Yerli sinemanın en başarılı çağdaş örneklerinden Abluka'nın yönetmeni Emin Alper'le 18. Eskişehir Uluslararası Film Festivali'nde yerli sinema üzerine söyleştik. Keyifli sohbetimizde yerli sinemanın gidişatını, seyircinin sinemaya bakışını ve 18. Eskişehir Uluslararası Film Festivali'ni konuştuk.

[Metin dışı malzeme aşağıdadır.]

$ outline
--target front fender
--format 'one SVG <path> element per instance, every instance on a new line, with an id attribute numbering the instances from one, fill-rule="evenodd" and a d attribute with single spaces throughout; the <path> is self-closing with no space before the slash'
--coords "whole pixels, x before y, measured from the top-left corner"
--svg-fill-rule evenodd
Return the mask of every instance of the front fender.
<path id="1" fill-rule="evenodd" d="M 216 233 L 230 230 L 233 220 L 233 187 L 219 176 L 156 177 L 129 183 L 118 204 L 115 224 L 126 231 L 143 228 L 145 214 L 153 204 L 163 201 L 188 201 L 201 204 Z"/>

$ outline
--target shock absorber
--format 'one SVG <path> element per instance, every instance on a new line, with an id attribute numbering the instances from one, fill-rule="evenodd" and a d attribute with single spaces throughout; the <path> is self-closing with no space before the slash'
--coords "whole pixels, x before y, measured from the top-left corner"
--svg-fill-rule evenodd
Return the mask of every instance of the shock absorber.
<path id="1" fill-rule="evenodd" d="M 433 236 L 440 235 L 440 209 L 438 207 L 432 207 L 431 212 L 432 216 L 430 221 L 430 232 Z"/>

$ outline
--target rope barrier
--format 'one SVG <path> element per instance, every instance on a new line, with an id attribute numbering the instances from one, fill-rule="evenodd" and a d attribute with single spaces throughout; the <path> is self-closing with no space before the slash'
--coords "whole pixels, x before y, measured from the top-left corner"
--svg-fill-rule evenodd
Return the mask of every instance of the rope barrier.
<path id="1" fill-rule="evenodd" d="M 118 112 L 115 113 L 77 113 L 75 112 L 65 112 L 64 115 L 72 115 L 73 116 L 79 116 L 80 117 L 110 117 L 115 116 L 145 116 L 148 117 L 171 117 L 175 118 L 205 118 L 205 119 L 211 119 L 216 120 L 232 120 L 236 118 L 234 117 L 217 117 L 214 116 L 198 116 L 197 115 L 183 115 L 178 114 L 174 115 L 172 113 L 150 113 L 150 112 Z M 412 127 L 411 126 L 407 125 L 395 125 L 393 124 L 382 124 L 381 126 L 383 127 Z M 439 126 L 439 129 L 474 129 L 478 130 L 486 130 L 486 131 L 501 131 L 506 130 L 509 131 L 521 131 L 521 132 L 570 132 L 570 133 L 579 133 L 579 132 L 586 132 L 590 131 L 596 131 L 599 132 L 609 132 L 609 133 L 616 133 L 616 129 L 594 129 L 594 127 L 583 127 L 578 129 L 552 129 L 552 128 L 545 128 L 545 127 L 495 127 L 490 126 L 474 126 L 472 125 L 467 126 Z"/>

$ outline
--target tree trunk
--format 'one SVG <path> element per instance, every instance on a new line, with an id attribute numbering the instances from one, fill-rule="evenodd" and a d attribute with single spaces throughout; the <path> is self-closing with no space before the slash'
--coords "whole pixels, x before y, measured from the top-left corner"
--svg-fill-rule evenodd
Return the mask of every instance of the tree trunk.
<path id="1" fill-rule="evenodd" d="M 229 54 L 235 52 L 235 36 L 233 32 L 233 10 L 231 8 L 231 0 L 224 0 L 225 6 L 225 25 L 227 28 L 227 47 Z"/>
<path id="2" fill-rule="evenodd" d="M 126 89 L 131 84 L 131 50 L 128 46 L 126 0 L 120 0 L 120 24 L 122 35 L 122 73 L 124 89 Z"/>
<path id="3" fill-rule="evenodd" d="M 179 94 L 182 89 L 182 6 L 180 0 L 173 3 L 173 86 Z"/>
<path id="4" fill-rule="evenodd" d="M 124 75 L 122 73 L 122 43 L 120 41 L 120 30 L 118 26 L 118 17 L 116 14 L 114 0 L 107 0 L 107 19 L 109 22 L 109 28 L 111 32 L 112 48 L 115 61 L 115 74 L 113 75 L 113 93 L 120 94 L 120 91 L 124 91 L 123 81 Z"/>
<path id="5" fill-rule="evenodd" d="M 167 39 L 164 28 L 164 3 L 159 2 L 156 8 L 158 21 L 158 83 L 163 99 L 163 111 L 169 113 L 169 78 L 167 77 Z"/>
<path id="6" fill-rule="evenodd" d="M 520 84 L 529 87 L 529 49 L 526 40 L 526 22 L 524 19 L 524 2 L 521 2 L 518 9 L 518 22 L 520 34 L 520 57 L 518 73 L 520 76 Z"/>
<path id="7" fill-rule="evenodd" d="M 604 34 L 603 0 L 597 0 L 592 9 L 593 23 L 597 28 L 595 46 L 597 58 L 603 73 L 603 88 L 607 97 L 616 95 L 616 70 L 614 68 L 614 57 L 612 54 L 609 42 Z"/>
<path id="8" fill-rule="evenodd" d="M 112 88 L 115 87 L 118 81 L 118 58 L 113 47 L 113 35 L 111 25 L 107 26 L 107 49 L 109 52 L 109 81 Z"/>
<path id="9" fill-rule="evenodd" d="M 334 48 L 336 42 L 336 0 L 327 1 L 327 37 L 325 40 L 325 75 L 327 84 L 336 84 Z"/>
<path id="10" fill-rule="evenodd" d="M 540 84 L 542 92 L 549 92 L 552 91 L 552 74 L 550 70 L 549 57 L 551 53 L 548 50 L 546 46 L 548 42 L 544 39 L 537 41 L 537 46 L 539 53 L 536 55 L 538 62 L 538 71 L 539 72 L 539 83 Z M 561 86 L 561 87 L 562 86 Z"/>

Sinema ve sanat dolu sohbetimizi kaçırmayın!
1
Festival filmi yapmanın piyasa filmi yapmaktan farkı nedir? Zorlukları neler? Öncelikle festival filmi tanımına itiraz ederek başlayacağım. "Festival filmi" diye bir kategoriyi kabul etmiyorum. Biz film yapmak istiyoruz, sanat yapmak istiyoruz. Bağımız bir şekilde, ticari kaygılar gütmeden, kendi estetik ölçülerimize göre filmler yapıyoruz. Bu filmlerin de piyasada değer kazanma şansı yok. Festivallerde gösteriliyor. Bunlar sadece fesitvallerde gösterildiği için insanlarda böyle bir algı oluşuyor. Festival olmasa başka mecra yok, vizyon şansı yok. Ama ben hiçbir zaman festival kaygısıyla film yapmadım. Benim de sadece festival kitlesi gibi bir kitlem yok. Benim kitleye açılmak gibi bir derdim var. Ama bunun önünde çok ciddi engeller var. Salon engelleri, dağıtım engelleri var. Yine de ben filmlerin festival kitlesi sınırlarını aştığını düşünüyorum. Sinema salonlarında belki aşmasa da internet, televizyon üzerinden belli bir kitleye ulaştığımızı düşünüyorum. Dolayısıyla kendimi festivalle sınırlamıyorum, sınırlamak istemiyorum. Fakat festivalin şöyle bir sorunu var, festivaller film seçiyor. Piyasada nasıl dağıtımcı, yapımcı varsa, burada da festival programcıları var. Festivaller filmlerin kitleye ulaşması için bir aracı. Ancak umuyorum ki zamanla bu aracıya ihtiyaç azalacak. Bir önceki yaratıcı kuşak buna daha az ihtiyaç duyuyordu. Bağımsız film yapmanın tabii ki zorlukları var. İlk olarak sorun kısıtlı bütçeler. Bu bütçeler genelde fonlardan alınıyor. Sınırlı bir zaman ve ekiple çalışmak zorundasınız.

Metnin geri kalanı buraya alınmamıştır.